# Best prices online?



## Plumbtastic1 (Jul 5, 2014)

I need a replacement guide hose for my k60. I could also use a few new cutter heads. Any suggestions for the best place to order them from???

from the long lost app


----------



## plbgbiz (Aug 27, 2010)

AJ Coleman


----------



## plbgbiz (Aug 27, 2010)

Or just order the fitting and make one. :thumbup:


----------



## Plumbtastic1 (Jul 5, 2014)

plbgbiz said:


> Or just order the fitting and make one. :thumbup:


 I couldn't find a place to just order the fitting. Every place I check want to sell the whole thing. ($225+). Seemed high to me. All I need is the fitting.

from the long lost app


----------



## gear junkie (Jun 20, 2008)

That metal guide hose is insane on the price. It's actually used for grain transferring.


----------



## plbgbiz (Aug 27, 2010)

Plumbtastic1 said:


> I couldn't find a place to just order the fitting. Every place I check want to sell the whole thing. ($225+). Seemed high to me. All I need is the fitting.
> 
> from the long lost app


AJ Coleman can order the fitting....if they will. If not, call Central Winnelson in OKC. That is where I ordered mine from.


----------



## Drain Pro (Nov 3, 2013)

I recently purchased a motor for a k7500 from All Star Sewer Equipment. Great price and great service. Nice guys.


----------



## SewerRatz (Apr 25, 2009)

AJ Coleman has the fittings in stock, and you can not beat their customer service. Ask for Marvin or Kirk.

Allan J. Coleman 
5725 North Ravenswood Avenue 
Chicago, IL 60660
(773) 728-2400


----------



## Plumbducky (Jun 12, 2010)

SewerRatz said:


> AJ Coleman has the fittings in stock, and you can not beat their customer service. Ask for Marvin or Kirk.
> 
> Allan J. Coleman
> 5725 North Ravenswood Avenue
> ...


Great place, or ask for Shane.
They will take care of you.


----------



## SewerRatz (Apr 25, 2009)

Plumbducky said:


> Great place, or ask for Shane.
> They will take care of you.


Shane is a great guy, but Marvin is the original owner and knows sewer equipment like a preacher knows verses from the bible. Kirk, is a fast study under Marvin. 
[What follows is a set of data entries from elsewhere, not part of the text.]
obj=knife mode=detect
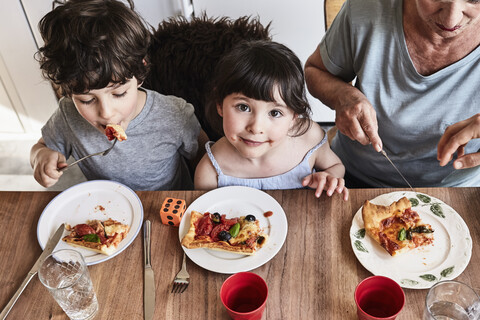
[143,220,155,320]
[380,149,417,193]
[0,223,65,320]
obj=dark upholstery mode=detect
[144,14,271,141]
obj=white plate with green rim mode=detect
[350,191,472,289]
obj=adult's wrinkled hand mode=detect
[437,113,480,169]
[335,89,383,152]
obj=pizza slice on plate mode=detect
[105,124,127,141]
[62,218,130,255]
[182,211,268,255]
[362,197,434,256]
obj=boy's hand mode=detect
[302,171,348,201]
[30,139,67,188]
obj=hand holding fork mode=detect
[57,138,118,172]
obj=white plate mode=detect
[37,180,143,265]
[178,186,288,274]
[350,191,472,289]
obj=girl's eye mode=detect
[113,91,127,98]
[270,110,283,118]
[237,103,250,112]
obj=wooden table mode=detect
[0,188,480,320]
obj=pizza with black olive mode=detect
[62,218,130,255]
[182,211,268,255]
[362,197,434,256]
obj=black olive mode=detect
[212,212,221,223]
[218,230,232,241]
[257,236,265,245]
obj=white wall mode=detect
[193,0,335,122]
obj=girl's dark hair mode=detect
[206,40,311,136]
[36,0,150,96]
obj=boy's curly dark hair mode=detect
[205,40,311,136]
[144,13,271,140]
[36,0,151,96]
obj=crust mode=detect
[362,197,412,243]
[62,218,130,255]
[182,211,267,255]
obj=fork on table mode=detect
[57,138,117,172]
[172,252,190,293]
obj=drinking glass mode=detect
[38,249,98,320]
[423,280,480,320]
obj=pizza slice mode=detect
[182,211,268,255]
[362,197,434,256]
[105,124,127,141]
[62,218,130,255]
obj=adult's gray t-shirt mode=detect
[320,0,480,187]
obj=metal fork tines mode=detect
[172,253,190,293]
[58,138,117,172]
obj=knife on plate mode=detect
[380,149,417,193]
[0,223,65,320]
[143,220,155,320]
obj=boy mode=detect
[31,0,203,190]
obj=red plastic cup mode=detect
[355,276,405,320]
[220,272,268,320]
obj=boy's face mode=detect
[72,78,145,133]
The whole crew at AJ Coleman is great, and their stock is well above any other sewer and plumbing equipment supplier. One of the things Marvin likes to do is when he finds out a product is no longer going to be produced by a manufacturer is to buy out all the remaining stock and parts, this way he can provide good customer service down the road. He also doesn't take advantage of the fact he is the only one with remaining parts.


----------



## Best Darn Sewer (Dec 23, 2012)

Nothing but good experiences with AJ Coleman for me, too. Great prices and great service.


----------



## Shoot'N'Plumber (Apr 27, 2013)

Yup! Even here in SoCal with quite a few suppliers of equipment, AJ gets my business. My most recent purchase from them was charged at their normal cost, but I was quoted a discount by Kirk. I called as soon as I notice the difference and Kirks first words were...."I am so sorry for the error, how would you like your refund, back on your card or store credit."? I told em store credited it will be put to use


----------